AMHGCN: Adaptive multi-level hypergraph convolution network for human motion prediction

Jinkai Li; Jinghua Wang; Lian Wu; Xin Wang; Xiaoling Luo; Yong Xu

doi:10.1016/j.neunet.2024.106153

AMHGCN: Adaptive multi-level hypergraph convolution network for human motion prediction

Neural Netw. 2024 Apr:172:106153. doi: 10.1016/j.neunet.2024.106153. Epub 2024 Jan 29.

Authors

Jinkai Li¹, Jinghua Wang¹, Lian Wu², Xin Wang¹, Xiaoling Luo³, Yong Xu⁴

Affiliations

¹ School of Computer Science and Technology, Harbin Institute of Technology, Shenzhen, Shenzhen 518055, China.
² School of Mathematics and Big Data, GuiZhou Education University, Guiyang 550018, China.
³ College of Computer Science and Software Engineering, Shenzhen University, Shenzhen 518060, China.
⁴ School of Computer Science and Technology, Harbin Institute of Technology, Shenzhen, Shenzhen 518055, China; Peng Cheng Laboratory, Shenzhen 518055, China.
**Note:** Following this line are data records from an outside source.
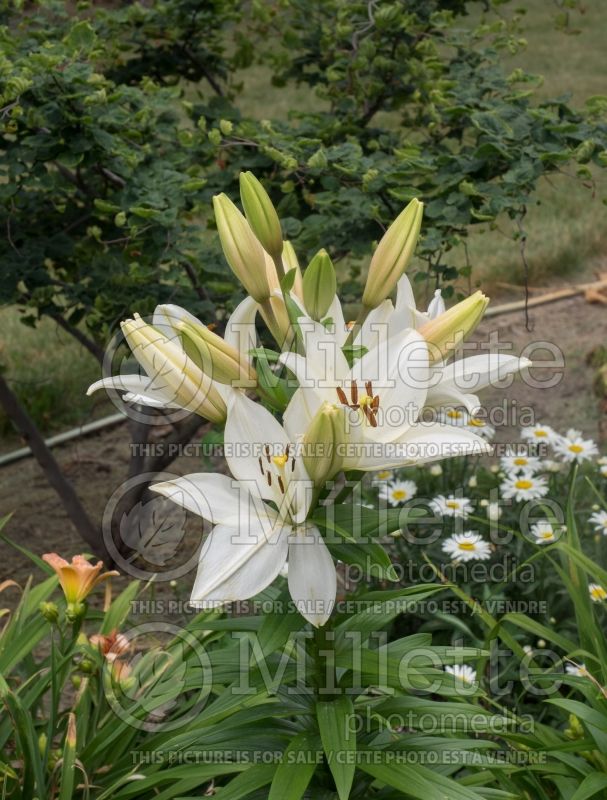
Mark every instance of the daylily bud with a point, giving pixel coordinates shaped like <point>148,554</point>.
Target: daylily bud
<point>217,358</point>
<point>75,611</point>
<point>319,285</point>
<point>444,333</point>
<point>392,255</point>
<point>50,612</point>
<point>191,388</point>
<point>322,444</point>
<point>261,214</point>
<point>242,249</point>
<point>289,259</point>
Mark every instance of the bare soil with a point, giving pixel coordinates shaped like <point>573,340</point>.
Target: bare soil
<point>97,465</point>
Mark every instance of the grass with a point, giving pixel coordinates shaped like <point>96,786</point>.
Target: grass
<point>565,225</point>
<point>50,373</point>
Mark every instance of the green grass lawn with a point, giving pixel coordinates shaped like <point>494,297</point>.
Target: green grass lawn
<point>50,373</point>
<point>566,230</point>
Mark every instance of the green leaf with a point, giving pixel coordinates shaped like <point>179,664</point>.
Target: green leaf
<point>590,786</point>
<point>294,773</point>
<point>69,760</point>
<point>338,741</point>
<point>81,37</point>
<point>414,780</point>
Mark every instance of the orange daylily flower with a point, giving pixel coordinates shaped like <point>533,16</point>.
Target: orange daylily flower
<point>79,578</point>
<point>112,646</point>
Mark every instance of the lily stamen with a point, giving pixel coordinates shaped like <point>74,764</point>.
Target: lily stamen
<point>368,403</point>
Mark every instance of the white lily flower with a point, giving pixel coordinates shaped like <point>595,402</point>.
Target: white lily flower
<point>252,540</point>
<point>449,385</point>
<point>381,397</point>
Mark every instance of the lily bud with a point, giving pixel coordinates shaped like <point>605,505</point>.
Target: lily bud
<point>322,444</point>
<point>242,249</point>
<point>217,358</point>
<point>50,612</point>
<point>319,285</point>
<point>444,333</point>
<point>189,386</point>
<point>261,214</point>
<point>392,254</point>
<point>289,259</point>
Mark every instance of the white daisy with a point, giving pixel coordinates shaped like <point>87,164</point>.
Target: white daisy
<point>546,533</point>
<point>451,506</point>
<point>579,670</point>
<point>597,593</point>
<point>520,462</point>
<point>494,512</point>
<point>525,486</point>
<point>573,447</point>
<point>463,673</point>
<point>599,520</point>
<point>538,434</point>
<point>397,492</point>
<point>383,475</point>
<point>467,546</point>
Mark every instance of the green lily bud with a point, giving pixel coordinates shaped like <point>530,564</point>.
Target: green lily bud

Electronic address: laterfall@hit.edu.cn.

PMID: 38306784
DOI: 10.1016/j.neunet.2024.106153

Abstract

Human motion prediction is the key technology for many real-life applications, e.g., self-driving and human-robot interaction. The recent approaches adopt the unrestricted full-connection graph representation to capture the relationships inside the human skeleton. However, there are two issues to be solved: (i) these unrestricted full-connection graph representation methods neglect the inherent dependencies across the joints of the human body; (ii) these methods represent human motions using the features extracted from a single level and thus can neither fully exploit the various connection relationships among the human body nor guarantee the human motion prediction results to be reasonable. To tackle the above issues, we propose an adaptive multi-level hypergraph convolution network (AMHGCN), which uses the adaptive multi-level hypergraph representation to capture various dependencies among the human body. Our method has four different levels of hypergraph representations, including (i) the joint-level hypergraph representation to capture inherent kinetic dependencies in the human body, (ii) the part-level hypergraph representation to exploit the kinetic characteristics at a higher level (in comparison to the joint-level) by viewing some part of the human body as an entirety, (iii) the component-level hypergraph representation to model the semantic information, and (iv) the global-level hypergraph representation to extract long-distance dependencies in the human body. In addition, to take full advantage of the knowledge carried in the training data, we propose a reverse loss (i.e., adopting the future human poses to predict the historical poses reversely) to realize data augmentation. Extensive experiments show that our proposed AMHGCN can achieve state-of-the-art performance on three benchmarks, i.e., Human3.6M, CMU-Mocap, and 3DPW.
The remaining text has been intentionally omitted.